Politicalisation of the unions
On of the biggest problems of the country’s trade union movement faces is the influence of the political parties. i.e., the most distressing feature is its political character. Harold Crouch has observed, “Even to the most casual observer of the Indian trade union scene, it must be clear that much of the behaviour of Indian unions, whether it be militant or passive behaviour can be explained in political terms.
Dr. Raman’s observations are: “Trade union multiplicity in India is directly traceable to the domination and control of the trade union movement by rival political parties…. The clay of unionism is possibly an effervescent industrial labourers, but the sculptors chiseling it into shape have certainly been members of political parties.
In a recent study, Dr.
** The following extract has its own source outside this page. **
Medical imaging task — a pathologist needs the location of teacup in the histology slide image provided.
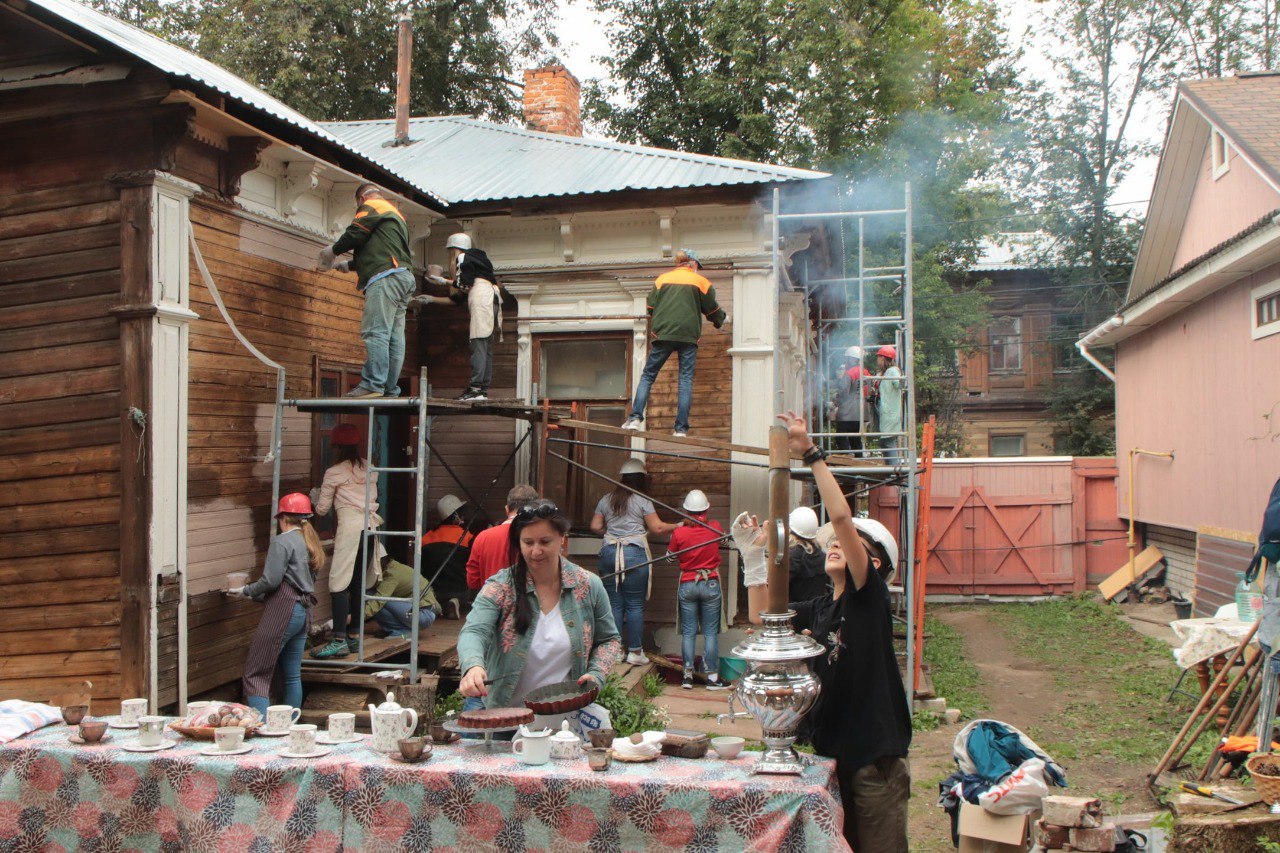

Pandey had reached the conclusion: “The unions are closely aligned with political parties, and political leaders continue to dominate the unions even now… The supreme consequence of political involvement of unions in India in general, formed to safeguard and promote the social and economic interests of workers, have tended to become tools of party politics”. 
It should be noted that decisions in the trade union fields are taken by the respective political parties to which the unions are attached and, therefore, with the changing political situation, the decisions also change. With the split in the political ideology, there develops factional split in the same trade union professing the same political ideology. The divisions and sub-divisions, thus made, have affected adversely the trade union movement. It has become fragmented and disjointed. Each section pulls itself in different directions; with the result that “instead of becoming a unity and mighty torrential river, the movement is sub-divided into numerous rivulets”.
Dr. Raman ahs very aptly conclude that: “The use of political methods by trade unions may be to their advantage, but the union cause is endangered when unions allow themselves to become pawns in political fights.  Political unionism has prevented the development of a movement or organisation that could be termed the workers’ own and turned the soil upside down to such a degree that it has become impossible for a genuine labour-inspired, labour-oriented, worker-led trade union movement to take root”.
Problems of recognition of trade unions
This is one of the basic issues in our industrial relation system because employers are under no obligation to give recognition to any union. In the initial stages, the attitudes of the employers towards the trade unions have been very hostile. The employers many a times have refused recognition to trade unions either on the basis that unions consist of only a minority of employees; or that two or more unions existed.